You have had this feeling coming for so long, you knew it was coming, you have been trying to get distracted, to become even more busy, to do whatever you can to ignore it, yet when it happens you are shocked that it is happening. It can be at the line up of the grocery store, in your car, while talking to your Childs teacher, or even your bathroom floor.
You hold your breathe, begging and tying to barter with yourself to make it not happen, but you feel your face get hot, your eyes start to burn, and the tears overwhelm you and take over, and come running down your face. If you are in public, you start noticing the stares, the occasional person will stop and ask if you are ok. You apologize and start making excuses about how you just had a long day, or say it’s nothing, and try to continue on with your day, hoping that no one will recognize you next time you are out, as the crazy unstable lady who just cries at random.
This was your breaking point. You have tried so hard to pretend that everything was ok, but in reality you were not dealing with whatever you have going on, and you just kept pushing it down. You could be doing this for days, weeks, months, or even years. It doesn’t matter how long you have been doing this, or what the reason is, but once your body tells you it can’t push it down any longer, it will just come crashing down.

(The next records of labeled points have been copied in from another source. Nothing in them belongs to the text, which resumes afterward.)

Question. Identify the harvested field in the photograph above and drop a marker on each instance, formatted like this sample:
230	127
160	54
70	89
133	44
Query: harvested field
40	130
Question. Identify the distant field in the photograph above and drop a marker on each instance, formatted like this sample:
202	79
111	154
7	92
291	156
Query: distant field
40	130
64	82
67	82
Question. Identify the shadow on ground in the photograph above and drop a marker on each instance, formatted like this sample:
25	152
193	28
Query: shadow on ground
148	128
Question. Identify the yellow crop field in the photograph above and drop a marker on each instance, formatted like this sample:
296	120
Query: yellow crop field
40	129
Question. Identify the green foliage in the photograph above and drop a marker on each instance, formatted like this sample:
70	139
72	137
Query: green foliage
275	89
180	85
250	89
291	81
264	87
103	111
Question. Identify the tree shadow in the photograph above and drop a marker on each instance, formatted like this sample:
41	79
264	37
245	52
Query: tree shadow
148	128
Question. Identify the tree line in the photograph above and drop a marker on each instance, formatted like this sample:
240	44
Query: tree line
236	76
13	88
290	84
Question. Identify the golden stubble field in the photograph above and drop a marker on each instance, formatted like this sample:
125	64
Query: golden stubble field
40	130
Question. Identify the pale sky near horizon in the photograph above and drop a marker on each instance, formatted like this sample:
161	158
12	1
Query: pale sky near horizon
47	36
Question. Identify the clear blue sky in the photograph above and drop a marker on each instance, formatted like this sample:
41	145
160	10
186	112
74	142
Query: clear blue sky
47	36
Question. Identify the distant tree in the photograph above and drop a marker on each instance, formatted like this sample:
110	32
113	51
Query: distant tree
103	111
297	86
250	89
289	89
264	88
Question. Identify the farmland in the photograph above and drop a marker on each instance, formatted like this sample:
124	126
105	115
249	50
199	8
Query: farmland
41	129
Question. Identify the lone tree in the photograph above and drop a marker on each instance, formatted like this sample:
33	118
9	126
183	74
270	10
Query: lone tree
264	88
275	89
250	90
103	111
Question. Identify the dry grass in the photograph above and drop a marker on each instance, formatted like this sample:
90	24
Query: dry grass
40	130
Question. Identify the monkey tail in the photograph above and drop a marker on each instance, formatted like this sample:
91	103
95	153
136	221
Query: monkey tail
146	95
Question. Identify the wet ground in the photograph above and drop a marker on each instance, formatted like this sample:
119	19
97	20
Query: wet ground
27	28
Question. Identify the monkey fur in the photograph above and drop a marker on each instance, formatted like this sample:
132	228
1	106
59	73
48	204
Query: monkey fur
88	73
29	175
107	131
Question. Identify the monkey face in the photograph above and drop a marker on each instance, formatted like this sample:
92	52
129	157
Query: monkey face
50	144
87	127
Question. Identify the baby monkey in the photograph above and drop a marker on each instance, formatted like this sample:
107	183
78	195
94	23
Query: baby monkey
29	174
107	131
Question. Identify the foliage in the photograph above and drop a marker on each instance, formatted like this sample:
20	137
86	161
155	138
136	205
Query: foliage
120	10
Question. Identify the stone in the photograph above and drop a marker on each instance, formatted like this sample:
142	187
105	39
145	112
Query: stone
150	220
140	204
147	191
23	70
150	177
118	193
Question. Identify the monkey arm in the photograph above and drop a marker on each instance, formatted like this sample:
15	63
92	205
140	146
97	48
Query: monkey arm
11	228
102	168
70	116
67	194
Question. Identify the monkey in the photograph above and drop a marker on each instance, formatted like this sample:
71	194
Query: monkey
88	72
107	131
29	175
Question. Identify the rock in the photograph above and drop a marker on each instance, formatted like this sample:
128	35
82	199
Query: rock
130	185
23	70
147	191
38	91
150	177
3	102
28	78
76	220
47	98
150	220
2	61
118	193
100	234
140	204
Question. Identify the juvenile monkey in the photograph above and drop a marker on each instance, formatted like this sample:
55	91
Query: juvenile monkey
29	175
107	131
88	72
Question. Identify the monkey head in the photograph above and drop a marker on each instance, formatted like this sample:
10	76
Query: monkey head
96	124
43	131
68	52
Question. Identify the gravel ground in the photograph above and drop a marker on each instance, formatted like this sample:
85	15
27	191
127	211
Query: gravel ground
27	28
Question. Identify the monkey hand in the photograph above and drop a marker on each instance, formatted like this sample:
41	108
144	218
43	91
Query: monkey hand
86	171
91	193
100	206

You spent so long trying to have your house ready for guests, just to keep the appearance up that you are OK. You have been continuing finding the perfect gifts for the right occasions, and eat right, and be involved in all the right community events. You have been the go-to person for all your friends, pretending that you are Ok. You don’t know how much more pretending you can do. You are not OK.

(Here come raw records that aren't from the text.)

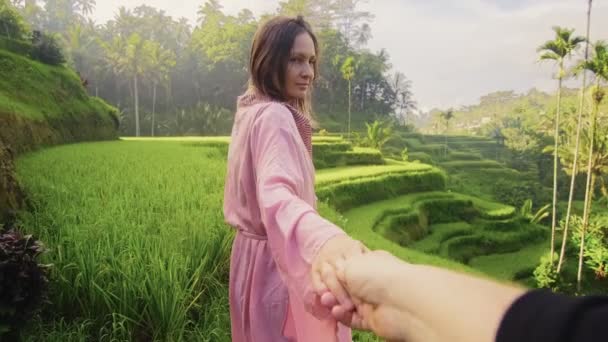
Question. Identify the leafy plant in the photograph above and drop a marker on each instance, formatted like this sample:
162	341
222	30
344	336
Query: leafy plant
23	281
541	214
45	48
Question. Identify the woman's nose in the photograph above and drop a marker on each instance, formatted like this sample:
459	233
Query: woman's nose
308	71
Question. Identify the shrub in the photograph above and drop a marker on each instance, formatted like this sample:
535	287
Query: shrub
546	274
421	156
472	164
23	282
464	248
404	154
12	25
444	210
15	46
45	49
456	155
323	147
357	192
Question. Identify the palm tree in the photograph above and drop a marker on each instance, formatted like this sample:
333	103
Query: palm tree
348	72
598	65
576	148
447	116
558	49
132	58
378	134
161	62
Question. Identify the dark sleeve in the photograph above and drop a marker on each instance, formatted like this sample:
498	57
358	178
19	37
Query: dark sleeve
541	315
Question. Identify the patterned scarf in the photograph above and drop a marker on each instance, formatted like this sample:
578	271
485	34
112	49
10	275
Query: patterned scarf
252	97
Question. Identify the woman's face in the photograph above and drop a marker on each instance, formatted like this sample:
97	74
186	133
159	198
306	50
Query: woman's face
300	69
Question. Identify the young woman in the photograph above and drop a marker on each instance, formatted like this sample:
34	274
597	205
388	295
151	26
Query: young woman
284	255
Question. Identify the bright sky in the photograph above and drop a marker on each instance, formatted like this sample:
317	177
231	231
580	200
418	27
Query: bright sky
453	51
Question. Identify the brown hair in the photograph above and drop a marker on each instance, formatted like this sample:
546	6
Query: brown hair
270	55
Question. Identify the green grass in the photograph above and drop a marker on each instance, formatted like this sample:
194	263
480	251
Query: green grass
471	164
359	223
439	233
340	174
508	266
320	138
137	253
219	139
135	250
41	92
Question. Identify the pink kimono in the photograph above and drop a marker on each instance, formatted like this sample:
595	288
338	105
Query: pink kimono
270	199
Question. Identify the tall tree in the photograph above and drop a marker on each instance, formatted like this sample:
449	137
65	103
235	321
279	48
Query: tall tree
577	146
317	12
598	65
351	22
348	72
557	50
447	116
161	62
405	103
131	57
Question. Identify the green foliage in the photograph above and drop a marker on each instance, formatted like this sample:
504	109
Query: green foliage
153	265
53	92
472	164
404	154
512	266
516	192
464	248
12	25
45	48
16	46
545	274
541	213
348	194
596	239
378	133
342	174
457	155
24	283
420	156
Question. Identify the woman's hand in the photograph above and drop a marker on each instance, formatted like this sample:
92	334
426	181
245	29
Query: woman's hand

I know that feeling. I am not OK. It took me years to finally admit that. Well if I am being honest, I have said it a few times before, but the ones that I said it to, saw my reality that I was trying to convince everyone of, and they saw a put together person and they thought how can this person not be OK, she looks OK to me. That was always the end of the conversation. No one asked again, or tried to help. I started thinking that maybe I can just do this on my own.

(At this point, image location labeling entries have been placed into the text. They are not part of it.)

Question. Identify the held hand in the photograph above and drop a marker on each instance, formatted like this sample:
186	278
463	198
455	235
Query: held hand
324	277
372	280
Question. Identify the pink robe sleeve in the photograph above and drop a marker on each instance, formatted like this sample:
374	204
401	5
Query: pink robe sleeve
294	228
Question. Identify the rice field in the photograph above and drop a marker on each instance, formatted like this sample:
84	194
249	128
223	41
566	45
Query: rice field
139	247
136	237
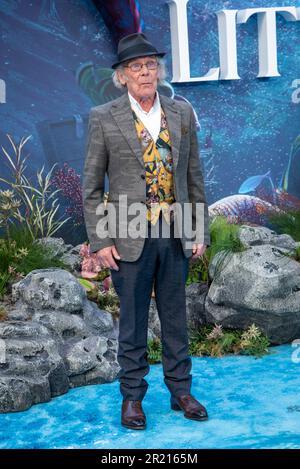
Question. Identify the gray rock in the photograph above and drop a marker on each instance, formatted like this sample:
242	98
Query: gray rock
50	289
54	339
99	321
260	285
65	252
257	235
92	360
62	325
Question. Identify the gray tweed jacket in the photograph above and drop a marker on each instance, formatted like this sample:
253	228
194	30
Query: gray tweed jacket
113	148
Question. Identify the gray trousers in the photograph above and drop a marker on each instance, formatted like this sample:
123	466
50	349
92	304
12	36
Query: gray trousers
163	263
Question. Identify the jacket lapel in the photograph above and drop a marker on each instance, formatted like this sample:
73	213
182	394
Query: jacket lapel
122	114
173	117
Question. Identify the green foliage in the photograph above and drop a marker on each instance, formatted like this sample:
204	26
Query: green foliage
36	205
225	239
287	222
214	341
154	351
3	313
20	254
105	299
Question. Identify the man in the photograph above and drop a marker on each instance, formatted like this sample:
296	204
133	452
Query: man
147	145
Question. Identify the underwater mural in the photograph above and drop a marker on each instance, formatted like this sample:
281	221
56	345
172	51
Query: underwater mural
56	61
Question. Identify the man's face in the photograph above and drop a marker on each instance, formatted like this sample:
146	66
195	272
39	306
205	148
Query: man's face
141	83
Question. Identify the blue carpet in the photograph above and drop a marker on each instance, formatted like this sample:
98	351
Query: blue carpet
252	403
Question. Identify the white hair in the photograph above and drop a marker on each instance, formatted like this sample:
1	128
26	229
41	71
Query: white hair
162	73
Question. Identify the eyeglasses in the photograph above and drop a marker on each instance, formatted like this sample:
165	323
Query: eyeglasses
137	67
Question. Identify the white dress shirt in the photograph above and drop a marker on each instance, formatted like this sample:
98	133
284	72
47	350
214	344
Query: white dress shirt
151	119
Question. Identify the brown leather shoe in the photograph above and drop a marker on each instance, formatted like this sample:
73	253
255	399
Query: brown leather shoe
133	415
192	408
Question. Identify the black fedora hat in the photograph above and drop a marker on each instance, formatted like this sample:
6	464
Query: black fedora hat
133	46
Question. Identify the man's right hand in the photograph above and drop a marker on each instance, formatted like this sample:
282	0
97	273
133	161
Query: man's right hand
107	257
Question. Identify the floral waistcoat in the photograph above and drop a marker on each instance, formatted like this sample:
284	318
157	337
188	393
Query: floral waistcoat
158	169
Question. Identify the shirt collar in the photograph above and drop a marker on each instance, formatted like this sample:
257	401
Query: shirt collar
155	107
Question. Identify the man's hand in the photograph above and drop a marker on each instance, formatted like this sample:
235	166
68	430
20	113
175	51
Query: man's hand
107	257
198	250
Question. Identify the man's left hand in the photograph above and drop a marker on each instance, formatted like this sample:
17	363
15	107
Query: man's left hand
198	250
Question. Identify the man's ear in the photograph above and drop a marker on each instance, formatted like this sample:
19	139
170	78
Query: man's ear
121	77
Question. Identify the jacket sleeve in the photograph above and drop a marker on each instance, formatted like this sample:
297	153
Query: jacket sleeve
196	188
95	167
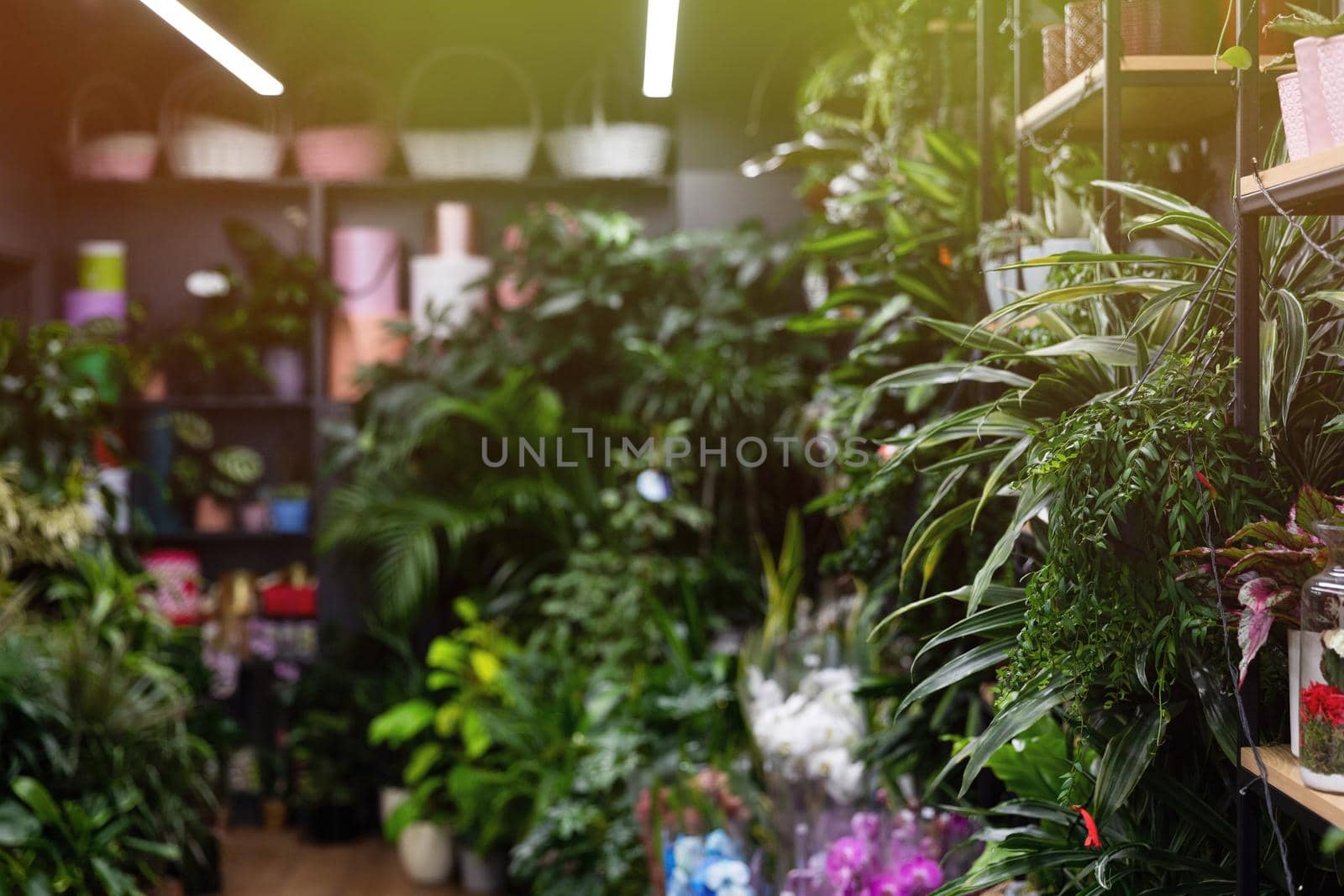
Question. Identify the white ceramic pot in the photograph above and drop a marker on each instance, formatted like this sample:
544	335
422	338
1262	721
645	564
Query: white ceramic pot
1035	280
1294	692
481	875
1294	116
1310	653
390	799
1061	244
999	284
1331	63
1319	136
444	295
427	852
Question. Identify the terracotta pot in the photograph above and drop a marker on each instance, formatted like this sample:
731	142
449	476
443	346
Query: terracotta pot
1054	56
427	852
356	343
1085	35
213	515
1169	27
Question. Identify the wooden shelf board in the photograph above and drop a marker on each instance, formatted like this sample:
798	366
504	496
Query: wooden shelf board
235	537
396	184
1284	778
1308	183
225	403
1162	96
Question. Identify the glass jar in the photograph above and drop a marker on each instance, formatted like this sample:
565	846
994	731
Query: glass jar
1321	669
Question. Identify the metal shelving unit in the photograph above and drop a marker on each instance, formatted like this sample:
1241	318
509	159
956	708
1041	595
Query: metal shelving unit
1314	184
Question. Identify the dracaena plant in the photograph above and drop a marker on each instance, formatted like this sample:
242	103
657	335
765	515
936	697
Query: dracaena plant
1092	425
1263	566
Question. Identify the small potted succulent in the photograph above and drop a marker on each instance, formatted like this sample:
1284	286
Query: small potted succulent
291	508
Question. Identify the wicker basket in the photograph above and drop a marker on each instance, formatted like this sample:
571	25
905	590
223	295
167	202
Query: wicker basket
1085	35
608	149
208	147
125	152
472	154
1053	56
358	150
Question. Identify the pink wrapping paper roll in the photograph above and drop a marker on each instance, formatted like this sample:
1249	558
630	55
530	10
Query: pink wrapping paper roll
366	266
84	305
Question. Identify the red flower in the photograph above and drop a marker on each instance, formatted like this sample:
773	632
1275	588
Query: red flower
1203	479
1323	701
1093	835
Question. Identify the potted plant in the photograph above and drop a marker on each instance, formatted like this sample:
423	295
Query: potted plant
452	761
1263	570
291	508
280	295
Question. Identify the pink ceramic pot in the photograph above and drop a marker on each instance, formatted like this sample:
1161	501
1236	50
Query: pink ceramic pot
366	265
84	305
1294	117
349	152
1319	136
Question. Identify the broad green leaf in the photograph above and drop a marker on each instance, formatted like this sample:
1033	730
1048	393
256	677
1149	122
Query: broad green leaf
476	738
1035	701
1126	761
18	825
960	668
401	723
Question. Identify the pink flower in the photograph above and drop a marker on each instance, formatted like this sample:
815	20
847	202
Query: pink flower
887	884
921	876
847	862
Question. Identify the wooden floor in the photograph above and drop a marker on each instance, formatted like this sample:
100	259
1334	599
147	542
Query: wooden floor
259	862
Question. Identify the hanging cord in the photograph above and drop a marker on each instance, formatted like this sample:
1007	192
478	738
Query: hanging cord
1236	694
1215	275
1320	250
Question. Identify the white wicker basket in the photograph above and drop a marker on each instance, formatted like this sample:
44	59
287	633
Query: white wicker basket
210	147
125	152
475	154
605	149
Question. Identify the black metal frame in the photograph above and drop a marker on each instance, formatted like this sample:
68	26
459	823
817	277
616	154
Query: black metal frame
1112	87
1247	324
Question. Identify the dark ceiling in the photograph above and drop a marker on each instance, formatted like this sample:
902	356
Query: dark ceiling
726	47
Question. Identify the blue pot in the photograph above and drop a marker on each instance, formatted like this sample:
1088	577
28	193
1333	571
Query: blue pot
289	515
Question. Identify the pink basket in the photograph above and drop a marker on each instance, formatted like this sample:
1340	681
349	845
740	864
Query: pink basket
128	150
354	152
343	150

I was wrong. I hit my breaking point.
I know some of you can relate to this. With me dealing with all of this, the only way I got out of it, was with the hopes that I can help someone else not get to where I was. I thought about the areas that I needed help with. I remembered how some days I couldn’t even get out of the house, but I needed to get Christmas presents, or there was an empty wall in my house that I kept staring at, thinking it needs the right thing there to make my house complete and for me to be happy. I remember thinking if only I could get some help planning my meals, or a coffee, or how I am going to go to that event, and how cute it would be for my girls to have coordinating outfits, or how my sister absolutely needs a Hockey Mom shirt to show support to her son’s hockey game. How easy it would be if you could find all of this in just one place.
This may not be what will help you, but this is helping me, and with your love and support I will continue to do this, with the hope that at least one busy and tired and stressed mama, will get to have one more moment before “it” happens.